Sasami Ume Shiso – Breast with preserved plum and shiso

The chef attempted to coax some life into the dry and tasteless breast meat by the use of salty and sour plum paste and aromatic Japanese herb, shiso; furthermore, as he did with all other skewers, he brushed it with konbu (a type of seaweed)-infused sake for additional flavor and also as a tenderizer. Thus worked over, while the meat became as moist as it could have been, the lack of flavor proved hard to mask.

Tsukune – Chicken meat balls

Deviating from the conventional purist approach of tsukune, Tori Shin added minced onion and cartilage to the ground chicken: the onion provided sweetness and the cartilage a unique crunch. Dipped in sweet tare (soy sauce-based sauce with sugar and mirin) – you can choose to have your yakitori in shio (salt) or tare– and grilled over the charcoal, the firm little balls were delicious by themselves, but the sansho (Japanese pepper) and shichimi*(a mixture of Japanese spices) enhanced the flavors even more.
*Imported from Hara Ryo-Kaku (原了郭), a renowned shinise (literally, an old store) in Kyoto since 1703.

Bonchiri – Chicken butt

Yes, chicken has a butt – some people euphemistically refer to it as a “tail” – and it is just as fatty and desirable as the human butt. Tori Shin’s cut of chicken butt had a little more muscle to it – yes, hard to imagine but there is muscle (to wiggle the tail) under the fat, even under ours – so that their bonchiri was slightly chewier and more substantial than the usual fat-only version. One of my favorite parts of chicken was marred, regrettably, by profuse shake of the salt. I think there should be a stand-alone cooking theory class on moderation and restraint in all culinary schools.

Shishito – Japanese green peppers

Usually sandwiched between chicken thighs, the solo shishito was brushed with tare. The combination of tangy tare and the fire from the peppers would have been nice, had the peppers not been drowned and drenched in sauce. Since my fear had now been confirmed, I requested the chef to proceed lightly from then on with the salt and sauce.

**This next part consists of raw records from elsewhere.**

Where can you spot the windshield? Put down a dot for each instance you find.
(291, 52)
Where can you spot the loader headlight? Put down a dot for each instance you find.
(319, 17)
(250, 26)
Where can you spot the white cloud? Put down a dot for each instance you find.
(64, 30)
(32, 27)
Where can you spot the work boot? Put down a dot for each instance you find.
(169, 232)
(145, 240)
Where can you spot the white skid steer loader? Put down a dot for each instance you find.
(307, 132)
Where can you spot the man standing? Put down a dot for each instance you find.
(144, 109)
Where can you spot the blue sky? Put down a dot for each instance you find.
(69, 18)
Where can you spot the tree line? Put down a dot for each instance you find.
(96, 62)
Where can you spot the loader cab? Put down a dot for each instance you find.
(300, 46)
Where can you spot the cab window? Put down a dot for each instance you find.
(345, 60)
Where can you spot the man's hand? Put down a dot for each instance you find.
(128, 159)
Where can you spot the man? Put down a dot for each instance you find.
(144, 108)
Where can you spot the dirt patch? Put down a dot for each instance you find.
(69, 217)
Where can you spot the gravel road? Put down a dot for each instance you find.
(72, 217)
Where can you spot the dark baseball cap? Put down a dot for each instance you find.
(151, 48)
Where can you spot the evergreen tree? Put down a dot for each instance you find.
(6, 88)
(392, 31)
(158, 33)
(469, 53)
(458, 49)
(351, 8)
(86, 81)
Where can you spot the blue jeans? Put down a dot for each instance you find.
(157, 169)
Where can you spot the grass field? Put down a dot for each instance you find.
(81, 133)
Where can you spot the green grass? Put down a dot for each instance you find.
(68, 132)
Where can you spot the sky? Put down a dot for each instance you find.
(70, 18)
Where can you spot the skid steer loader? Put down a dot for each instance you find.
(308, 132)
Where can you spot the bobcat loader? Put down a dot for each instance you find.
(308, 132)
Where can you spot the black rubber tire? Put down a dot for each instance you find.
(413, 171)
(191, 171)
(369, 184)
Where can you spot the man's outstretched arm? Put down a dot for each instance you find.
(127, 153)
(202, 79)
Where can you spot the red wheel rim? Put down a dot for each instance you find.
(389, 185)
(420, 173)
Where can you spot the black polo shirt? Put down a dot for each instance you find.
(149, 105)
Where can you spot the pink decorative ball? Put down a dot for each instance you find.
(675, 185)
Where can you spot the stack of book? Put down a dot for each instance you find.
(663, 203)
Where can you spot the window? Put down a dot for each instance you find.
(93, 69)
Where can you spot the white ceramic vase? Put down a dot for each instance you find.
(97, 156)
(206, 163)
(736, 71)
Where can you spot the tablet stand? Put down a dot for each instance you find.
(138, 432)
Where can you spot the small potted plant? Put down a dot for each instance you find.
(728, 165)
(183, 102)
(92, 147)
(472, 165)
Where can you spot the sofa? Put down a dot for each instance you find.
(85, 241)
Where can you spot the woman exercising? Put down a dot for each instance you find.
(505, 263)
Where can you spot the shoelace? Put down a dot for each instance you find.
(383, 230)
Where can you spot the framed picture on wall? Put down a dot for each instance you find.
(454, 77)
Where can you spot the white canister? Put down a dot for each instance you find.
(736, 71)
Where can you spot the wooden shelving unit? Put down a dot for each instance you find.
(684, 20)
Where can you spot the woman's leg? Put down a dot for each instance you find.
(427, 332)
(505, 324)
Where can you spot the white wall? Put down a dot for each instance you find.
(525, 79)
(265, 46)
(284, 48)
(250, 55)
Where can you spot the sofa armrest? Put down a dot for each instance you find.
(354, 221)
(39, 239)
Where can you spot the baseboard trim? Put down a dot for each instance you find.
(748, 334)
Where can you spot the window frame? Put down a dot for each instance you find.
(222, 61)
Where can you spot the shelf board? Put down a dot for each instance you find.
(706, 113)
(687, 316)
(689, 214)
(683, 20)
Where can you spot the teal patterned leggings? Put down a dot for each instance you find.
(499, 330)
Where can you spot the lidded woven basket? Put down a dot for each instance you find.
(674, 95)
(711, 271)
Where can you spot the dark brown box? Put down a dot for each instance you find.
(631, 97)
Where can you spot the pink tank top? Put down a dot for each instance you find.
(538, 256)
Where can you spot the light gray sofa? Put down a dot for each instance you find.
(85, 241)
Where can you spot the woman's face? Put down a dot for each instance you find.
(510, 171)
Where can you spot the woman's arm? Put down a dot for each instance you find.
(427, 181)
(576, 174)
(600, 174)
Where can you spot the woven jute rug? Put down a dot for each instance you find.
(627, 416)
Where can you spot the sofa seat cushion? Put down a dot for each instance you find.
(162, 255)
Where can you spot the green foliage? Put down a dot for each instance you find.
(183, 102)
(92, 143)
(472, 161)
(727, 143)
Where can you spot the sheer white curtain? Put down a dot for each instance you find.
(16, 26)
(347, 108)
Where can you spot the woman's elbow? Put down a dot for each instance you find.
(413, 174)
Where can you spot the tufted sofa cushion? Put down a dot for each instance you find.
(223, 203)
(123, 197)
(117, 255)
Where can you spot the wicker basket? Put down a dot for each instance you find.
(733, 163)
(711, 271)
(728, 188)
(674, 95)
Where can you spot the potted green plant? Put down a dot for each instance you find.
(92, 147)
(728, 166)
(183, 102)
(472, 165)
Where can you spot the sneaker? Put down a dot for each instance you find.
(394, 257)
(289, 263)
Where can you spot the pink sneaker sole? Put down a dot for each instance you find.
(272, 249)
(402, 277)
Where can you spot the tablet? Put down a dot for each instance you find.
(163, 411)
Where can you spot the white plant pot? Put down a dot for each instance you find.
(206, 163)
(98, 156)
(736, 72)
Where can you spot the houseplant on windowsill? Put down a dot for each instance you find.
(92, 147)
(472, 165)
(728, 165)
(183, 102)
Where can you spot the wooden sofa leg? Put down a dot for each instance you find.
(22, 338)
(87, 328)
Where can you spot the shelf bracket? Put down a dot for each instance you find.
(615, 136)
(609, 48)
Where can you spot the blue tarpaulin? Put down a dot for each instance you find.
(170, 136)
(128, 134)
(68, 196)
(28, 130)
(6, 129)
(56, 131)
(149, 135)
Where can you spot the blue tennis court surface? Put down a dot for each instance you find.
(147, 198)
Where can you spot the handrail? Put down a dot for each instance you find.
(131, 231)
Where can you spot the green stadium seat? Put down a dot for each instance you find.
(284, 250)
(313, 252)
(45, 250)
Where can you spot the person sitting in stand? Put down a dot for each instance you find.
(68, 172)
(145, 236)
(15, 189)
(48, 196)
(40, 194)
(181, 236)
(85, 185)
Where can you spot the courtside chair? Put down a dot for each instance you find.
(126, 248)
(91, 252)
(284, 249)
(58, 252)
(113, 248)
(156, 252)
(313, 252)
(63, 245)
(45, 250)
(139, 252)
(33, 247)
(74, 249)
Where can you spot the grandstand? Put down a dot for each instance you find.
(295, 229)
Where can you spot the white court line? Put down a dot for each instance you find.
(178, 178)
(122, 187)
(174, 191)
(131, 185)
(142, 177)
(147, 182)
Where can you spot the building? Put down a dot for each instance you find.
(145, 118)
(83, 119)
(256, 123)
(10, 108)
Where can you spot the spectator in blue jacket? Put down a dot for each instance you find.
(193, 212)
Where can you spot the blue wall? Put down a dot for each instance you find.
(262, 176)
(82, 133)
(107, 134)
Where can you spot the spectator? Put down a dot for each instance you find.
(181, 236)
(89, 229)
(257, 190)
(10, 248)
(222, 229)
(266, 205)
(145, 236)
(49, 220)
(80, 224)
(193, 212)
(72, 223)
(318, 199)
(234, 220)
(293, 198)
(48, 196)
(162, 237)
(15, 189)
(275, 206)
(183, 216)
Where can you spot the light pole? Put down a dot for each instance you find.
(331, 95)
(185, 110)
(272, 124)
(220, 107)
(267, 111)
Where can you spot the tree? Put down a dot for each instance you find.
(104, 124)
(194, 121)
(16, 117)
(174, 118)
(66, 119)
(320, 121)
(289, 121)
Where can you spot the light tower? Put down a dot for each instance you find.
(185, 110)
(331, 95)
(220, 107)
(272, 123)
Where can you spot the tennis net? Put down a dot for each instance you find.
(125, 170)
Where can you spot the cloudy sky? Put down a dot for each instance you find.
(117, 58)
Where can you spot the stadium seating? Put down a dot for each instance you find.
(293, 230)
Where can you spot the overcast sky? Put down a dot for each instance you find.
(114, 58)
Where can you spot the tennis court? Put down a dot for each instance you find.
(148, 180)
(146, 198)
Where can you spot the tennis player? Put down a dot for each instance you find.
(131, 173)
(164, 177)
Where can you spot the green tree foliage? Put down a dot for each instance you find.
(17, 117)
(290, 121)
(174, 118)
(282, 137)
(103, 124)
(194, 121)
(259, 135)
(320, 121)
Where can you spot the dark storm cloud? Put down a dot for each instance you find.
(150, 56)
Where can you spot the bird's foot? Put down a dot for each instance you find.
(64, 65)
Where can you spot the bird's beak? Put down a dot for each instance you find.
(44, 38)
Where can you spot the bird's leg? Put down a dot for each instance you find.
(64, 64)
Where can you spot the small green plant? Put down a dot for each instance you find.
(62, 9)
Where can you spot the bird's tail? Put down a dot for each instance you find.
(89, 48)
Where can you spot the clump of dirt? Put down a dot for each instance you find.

Kashiwa – A combination of chicken thighs and breast

This skewer is best at presenting the flavor of the chicken. Tori Shin uses organic chickens from Pennsylvania, which, to my chagrin, is as bland as other American chickens. It is time like this that I remember the maxim, annunciated in Pennsylvania by a self-proclaimed foodie, as a matter of fact, that “I like chicken because it does not taste like anything.” Within its limited ability, the simply (and lightly now) salted kashiwa shone.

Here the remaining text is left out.